The Last Ocean (directed & filmed by Peter Young) [SH351.P38 L37 2012 DVD] – “The Ross Sea, Antarctica is the most pristine marine ecosystem on Earth. Scientists describe it as a “living laboratory.” A place that can teach us about the workings of all marine ecosystems. But the fishing industry recently found its way to the Ross Sea, targeting Antarctic toothfish and, unless fishing is stopped, the natural balance of the Ross Sea will be lost forever. Environmentalists, commercial fishers and governments are going head to head over this issue, which raises the simple ethical question: do we fish the last ocean or do we protect it?”

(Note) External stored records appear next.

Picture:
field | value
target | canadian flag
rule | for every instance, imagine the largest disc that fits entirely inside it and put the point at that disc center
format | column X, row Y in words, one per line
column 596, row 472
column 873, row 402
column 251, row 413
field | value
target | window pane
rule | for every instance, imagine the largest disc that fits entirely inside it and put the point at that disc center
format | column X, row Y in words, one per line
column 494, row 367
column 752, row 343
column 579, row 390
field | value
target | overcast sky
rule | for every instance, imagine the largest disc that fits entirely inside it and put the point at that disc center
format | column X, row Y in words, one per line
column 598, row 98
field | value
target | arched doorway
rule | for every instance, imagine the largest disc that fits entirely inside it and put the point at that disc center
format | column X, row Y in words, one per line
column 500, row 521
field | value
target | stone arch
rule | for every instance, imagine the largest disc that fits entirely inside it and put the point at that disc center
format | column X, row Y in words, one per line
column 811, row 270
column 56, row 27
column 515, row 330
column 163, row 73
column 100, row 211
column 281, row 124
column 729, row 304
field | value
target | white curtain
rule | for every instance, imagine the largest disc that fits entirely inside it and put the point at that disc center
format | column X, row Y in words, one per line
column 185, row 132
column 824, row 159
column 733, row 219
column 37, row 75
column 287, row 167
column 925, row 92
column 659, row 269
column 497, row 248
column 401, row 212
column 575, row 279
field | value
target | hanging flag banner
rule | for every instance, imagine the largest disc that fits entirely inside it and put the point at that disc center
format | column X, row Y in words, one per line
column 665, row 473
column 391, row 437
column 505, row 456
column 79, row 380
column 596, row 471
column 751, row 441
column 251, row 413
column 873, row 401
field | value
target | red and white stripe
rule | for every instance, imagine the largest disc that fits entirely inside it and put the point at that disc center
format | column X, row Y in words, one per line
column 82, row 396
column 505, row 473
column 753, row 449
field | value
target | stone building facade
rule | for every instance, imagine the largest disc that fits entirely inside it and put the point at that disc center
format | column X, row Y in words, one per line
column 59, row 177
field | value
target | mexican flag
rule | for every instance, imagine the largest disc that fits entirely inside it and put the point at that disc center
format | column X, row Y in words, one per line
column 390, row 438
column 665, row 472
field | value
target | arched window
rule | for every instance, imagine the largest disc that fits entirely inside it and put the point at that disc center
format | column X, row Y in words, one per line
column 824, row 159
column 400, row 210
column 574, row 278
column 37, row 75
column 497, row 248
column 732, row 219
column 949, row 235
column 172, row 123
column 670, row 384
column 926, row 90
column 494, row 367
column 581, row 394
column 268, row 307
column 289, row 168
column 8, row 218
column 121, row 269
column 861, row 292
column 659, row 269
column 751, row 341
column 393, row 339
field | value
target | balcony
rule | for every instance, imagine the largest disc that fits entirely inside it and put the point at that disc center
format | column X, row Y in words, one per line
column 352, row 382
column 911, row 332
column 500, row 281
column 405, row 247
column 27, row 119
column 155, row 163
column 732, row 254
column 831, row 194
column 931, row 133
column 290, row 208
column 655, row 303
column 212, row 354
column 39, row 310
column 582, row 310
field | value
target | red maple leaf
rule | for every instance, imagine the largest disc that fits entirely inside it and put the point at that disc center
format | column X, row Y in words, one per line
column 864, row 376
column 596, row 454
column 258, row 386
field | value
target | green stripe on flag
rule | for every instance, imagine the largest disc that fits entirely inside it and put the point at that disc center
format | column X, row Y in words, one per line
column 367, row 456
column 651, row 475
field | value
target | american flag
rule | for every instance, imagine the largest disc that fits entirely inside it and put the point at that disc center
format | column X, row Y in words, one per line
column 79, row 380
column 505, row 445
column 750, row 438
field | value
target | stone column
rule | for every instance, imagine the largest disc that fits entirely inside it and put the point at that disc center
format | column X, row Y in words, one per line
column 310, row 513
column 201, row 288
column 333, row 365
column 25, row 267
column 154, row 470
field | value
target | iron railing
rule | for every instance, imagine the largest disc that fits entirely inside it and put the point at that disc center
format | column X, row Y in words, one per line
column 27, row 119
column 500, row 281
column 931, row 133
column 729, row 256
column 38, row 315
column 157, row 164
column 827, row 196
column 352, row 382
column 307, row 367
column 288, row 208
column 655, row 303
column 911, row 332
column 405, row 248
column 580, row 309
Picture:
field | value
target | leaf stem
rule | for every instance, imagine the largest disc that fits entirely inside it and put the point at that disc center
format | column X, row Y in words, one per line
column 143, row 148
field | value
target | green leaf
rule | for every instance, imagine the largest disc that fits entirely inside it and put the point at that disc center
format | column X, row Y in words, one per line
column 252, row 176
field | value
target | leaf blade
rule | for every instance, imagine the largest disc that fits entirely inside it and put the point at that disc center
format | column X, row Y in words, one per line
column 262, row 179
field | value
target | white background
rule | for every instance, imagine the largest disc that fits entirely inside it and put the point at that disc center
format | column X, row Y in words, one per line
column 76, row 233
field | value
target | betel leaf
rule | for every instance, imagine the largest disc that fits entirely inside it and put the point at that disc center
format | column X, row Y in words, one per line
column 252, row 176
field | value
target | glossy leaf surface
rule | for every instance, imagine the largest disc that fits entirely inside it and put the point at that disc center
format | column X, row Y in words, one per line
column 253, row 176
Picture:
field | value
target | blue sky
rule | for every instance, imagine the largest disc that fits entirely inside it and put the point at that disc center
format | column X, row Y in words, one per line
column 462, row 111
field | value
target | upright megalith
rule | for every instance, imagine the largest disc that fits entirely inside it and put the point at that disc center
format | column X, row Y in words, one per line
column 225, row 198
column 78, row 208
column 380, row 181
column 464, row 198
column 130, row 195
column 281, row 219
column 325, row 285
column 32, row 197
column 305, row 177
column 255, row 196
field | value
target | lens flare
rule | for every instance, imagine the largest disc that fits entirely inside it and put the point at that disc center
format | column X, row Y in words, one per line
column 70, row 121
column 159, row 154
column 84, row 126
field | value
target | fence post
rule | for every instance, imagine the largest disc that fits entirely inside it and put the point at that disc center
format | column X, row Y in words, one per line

The Untold History of the United States (written by Peter Kuznick, Matt Graham, Oliver Stone; directed by Oliver Stone) [E741 .U58 2014 DVD] – “Twelve-chapter documentary series, created and executive produced by Academy Award-winning writer/director Oliver Stone. Do Americans really know and understand the country’s shared and complicated history? How are the small details and forgotten players that influenced some of the biggest events from America’s past recalled? Will children actually get the whole story from reading history books? And how will it affect the future of the country?”